SCOTT COUNTY, Ind. (WDRB) -- A southern Indiana community hit hard by the opioid crisis hopes President Donald Trump declaring the opioid crisis as a “Public Health Emergency” will lead to more services to treat addiction.

“We’ve been living the opioid crisis for a long time, but especially the last three years,” said Patti Hall, Preparedness Coordinator for the Scott County Health Department.

After a major HIV outbreak a few years ago, Scott County created new programs aimed at fighting addiction, but the problem has not disappeared.

“It is a national crisis, but as every crisis goes, it begins on the local level,” Hall said.

Hall sees a need for additional Medicaid dollars to get addicts into treatment and hopes the declaration will have an impact.

“Hopefully it will free up some additional funding that can assist with getting more beds for people into rehab," Hall said.

The department helps guide people into treatment program to receive more extension care.

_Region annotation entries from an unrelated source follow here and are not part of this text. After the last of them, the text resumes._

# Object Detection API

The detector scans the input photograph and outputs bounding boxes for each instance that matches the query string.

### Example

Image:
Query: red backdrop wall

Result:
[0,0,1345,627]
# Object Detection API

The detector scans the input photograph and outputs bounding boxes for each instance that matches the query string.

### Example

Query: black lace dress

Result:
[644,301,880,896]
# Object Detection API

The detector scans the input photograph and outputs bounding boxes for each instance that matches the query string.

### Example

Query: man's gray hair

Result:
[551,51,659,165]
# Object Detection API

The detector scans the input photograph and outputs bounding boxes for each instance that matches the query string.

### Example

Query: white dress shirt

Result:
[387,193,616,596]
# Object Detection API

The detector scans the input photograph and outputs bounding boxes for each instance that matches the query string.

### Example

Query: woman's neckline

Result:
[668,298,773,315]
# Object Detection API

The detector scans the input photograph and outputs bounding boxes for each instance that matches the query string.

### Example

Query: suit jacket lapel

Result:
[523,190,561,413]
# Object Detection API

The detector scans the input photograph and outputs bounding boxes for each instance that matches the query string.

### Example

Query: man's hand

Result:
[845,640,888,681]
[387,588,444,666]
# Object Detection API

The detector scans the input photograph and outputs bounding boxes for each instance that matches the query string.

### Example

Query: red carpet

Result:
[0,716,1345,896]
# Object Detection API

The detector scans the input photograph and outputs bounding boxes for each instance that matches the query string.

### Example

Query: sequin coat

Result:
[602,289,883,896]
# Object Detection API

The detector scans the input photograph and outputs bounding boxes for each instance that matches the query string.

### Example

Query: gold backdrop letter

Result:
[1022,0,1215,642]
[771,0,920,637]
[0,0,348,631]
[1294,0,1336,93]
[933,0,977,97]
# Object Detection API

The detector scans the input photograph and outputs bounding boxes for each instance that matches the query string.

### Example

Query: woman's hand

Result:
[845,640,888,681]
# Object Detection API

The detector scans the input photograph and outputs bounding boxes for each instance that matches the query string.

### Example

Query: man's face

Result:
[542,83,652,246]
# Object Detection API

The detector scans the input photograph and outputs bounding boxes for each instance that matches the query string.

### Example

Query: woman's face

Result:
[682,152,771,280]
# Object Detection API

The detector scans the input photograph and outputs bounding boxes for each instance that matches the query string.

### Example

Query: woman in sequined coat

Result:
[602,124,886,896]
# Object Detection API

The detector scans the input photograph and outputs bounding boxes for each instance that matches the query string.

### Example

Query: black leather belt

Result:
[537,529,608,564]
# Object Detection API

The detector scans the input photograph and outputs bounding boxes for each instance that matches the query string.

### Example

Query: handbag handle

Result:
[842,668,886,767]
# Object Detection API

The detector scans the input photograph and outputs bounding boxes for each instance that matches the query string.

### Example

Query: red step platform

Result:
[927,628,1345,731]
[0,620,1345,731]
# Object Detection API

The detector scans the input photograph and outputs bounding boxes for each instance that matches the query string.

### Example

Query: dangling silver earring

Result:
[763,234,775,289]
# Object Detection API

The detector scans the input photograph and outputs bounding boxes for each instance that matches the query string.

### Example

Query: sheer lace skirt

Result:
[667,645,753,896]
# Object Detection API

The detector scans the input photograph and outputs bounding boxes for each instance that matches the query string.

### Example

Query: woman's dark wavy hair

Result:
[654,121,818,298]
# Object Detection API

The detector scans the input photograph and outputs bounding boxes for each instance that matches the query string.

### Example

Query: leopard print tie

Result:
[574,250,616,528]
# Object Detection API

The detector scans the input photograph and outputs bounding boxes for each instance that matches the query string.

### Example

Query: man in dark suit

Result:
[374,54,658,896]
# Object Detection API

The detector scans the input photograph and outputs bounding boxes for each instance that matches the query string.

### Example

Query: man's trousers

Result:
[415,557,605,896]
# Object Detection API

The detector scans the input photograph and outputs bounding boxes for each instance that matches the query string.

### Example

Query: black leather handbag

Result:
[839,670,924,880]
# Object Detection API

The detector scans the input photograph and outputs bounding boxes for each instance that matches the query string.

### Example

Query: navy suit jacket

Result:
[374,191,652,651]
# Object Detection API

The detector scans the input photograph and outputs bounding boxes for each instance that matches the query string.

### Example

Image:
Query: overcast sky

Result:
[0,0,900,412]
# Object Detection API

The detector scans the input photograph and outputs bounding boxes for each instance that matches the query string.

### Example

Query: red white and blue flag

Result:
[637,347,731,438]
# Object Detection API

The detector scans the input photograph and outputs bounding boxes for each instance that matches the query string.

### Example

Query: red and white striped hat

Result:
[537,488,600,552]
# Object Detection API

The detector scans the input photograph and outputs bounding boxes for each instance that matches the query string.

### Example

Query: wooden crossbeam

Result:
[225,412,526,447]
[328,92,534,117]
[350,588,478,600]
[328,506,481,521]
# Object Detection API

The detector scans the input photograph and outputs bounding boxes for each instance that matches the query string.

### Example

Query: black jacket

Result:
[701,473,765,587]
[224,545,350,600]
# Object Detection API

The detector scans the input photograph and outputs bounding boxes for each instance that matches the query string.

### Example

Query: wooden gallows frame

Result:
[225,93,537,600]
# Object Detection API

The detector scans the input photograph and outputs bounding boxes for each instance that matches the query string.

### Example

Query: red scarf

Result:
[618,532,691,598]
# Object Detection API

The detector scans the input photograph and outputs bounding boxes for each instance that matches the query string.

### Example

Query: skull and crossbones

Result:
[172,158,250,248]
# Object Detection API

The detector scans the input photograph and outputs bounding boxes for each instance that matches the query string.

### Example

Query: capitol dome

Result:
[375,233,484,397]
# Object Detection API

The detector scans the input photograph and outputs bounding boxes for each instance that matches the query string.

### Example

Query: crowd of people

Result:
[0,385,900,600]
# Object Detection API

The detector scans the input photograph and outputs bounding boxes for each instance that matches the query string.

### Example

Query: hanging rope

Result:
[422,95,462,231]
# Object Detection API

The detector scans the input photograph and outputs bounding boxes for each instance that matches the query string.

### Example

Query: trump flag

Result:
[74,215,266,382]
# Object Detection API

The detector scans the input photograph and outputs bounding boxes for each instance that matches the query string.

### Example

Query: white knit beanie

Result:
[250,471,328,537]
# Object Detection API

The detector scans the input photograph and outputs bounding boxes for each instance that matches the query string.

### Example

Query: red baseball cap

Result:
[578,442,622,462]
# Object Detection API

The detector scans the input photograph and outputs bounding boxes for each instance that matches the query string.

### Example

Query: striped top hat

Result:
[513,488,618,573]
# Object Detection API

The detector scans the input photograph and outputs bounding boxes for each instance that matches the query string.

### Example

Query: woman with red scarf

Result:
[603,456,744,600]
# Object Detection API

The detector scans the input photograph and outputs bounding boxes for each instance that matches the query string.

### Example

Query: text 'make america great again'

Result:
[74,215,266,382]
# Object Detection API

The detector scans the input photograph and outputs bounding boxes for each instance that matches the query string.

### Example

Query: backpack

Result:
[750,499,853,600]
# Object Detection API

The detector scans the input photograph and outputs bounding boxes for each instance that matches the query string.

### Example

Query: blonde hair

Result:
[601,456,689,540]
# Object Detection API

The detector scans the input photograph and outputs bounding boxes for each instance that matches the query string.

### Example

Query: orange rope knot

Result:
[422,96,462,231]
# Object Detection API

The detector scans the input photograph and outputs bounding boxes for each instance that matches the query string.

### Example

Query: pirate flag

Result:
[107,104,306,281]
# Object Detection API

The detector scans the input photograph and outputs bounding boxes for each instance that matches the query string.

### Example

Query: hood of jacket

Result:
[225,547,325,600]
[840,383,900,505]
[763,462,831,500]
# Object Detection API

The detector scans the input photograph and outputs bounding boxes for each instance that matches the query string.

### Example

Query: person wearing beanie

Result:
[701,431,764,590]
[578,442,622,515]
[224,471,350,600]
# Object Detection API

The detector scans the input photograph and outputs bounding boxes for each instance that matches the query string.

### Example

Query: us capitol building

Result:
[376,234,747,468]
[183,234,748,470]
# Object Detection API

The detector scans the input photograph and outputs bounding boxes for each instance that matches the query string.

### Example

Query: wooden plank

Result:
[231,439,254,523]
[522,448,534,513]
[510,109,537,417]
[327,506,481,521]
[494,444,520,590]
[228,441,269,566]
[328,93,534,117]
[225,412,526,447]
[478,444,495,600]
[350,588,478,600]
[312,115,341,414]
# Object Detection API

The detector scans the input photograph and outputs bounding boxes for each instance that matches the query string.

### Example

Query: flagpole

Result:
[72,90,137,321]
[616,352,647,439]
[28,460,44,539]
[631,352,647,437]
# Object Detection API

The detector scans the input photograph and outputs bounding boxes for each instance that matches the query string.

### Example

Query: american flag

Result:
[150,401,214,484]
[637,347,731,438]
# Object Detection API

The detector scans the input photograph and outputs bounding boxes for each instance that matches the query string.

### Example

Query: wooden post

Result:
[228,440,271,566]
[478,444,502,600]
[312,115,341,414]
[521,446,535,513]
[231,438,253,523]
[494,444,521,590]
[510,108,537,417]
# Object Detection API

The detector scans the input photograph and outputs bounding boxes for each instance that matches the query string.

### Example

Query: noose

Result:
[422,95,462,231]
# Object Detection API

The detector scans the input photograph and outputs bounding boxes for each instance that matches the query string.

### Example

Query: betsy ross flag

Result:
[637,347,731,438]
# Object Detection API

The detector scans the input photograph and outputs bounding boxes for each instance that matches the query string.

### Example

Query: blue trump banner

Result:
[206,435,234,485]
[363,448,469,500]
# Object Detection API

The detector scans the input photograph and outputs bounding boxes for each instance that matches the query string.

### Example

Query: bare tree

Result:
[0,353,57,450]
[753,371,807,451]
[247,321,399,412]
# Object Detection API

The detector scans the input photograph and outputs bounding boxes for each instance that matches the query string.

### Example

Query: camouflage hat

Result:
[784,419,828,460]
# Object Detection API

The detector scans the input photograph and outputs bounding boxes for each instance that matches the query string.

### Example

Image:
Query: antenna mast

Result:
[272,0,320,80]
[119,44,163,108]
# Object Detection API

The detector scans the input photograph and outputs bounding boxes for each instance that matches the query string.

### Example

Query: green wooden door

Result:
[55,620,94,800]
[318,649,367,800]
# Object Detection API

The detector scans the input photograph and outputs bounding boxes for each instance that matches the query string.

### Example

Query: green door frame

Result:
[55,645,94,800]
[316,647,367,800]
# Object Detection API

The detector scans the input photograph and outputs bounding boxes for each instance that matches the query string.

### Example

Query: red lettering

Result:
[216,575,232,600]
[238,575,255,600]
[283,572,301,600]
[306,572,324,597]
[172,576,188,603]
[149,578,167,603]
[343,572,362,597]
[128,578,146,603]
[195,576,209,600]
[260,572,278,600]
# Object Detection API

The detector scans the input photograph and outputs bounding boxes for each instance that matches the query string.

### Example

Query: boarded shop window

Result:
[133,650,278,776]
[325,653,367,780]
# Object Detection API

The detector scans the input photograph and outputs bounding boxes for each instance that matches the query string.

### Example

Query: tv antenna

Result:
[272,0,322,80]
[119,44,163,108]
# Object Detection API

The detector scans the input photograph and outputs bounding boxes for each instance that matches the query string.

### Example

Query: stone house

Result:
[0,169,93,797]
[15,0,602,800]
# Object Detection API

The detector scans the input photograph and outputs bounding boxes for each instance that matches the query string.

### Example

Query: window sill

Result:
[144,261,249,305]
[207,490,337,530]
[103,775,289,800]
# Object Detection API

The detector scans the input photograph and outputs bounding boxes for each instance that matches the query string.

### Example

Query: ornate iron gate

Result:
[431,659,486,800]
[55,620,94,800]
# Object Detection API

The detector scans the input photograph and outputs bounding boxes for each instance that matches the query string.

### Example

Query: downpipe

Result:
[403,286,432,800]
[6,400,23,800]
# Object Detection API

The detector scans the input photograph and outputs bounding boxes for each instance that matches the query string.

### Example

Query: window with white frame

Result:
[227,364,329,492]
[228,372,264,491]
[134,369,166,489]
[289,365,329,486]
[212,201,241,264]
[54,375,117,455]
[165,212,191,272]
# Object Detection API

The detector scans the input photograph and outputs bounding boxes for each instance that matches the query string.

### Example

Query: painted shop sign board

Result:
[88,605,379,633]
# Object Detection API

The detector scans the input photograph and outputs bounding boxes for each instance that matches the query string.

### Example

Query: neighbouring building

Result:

“Our crisis begins with having the beds, having the opportunity for people to go into rehab immediately," Hall said. "Waiting six weeks to get into rehab, get into some kind of treatment, does not do any good,” Hall said.

The Scott County Health Department says it makes contact with 60 to 100 addicts on an average week through its needle exchange program.

“Even though it’s controversial, it is a way to reach people and then after a time they are very approachable, very reachable, wanting to seek additional assistance,” Hall said.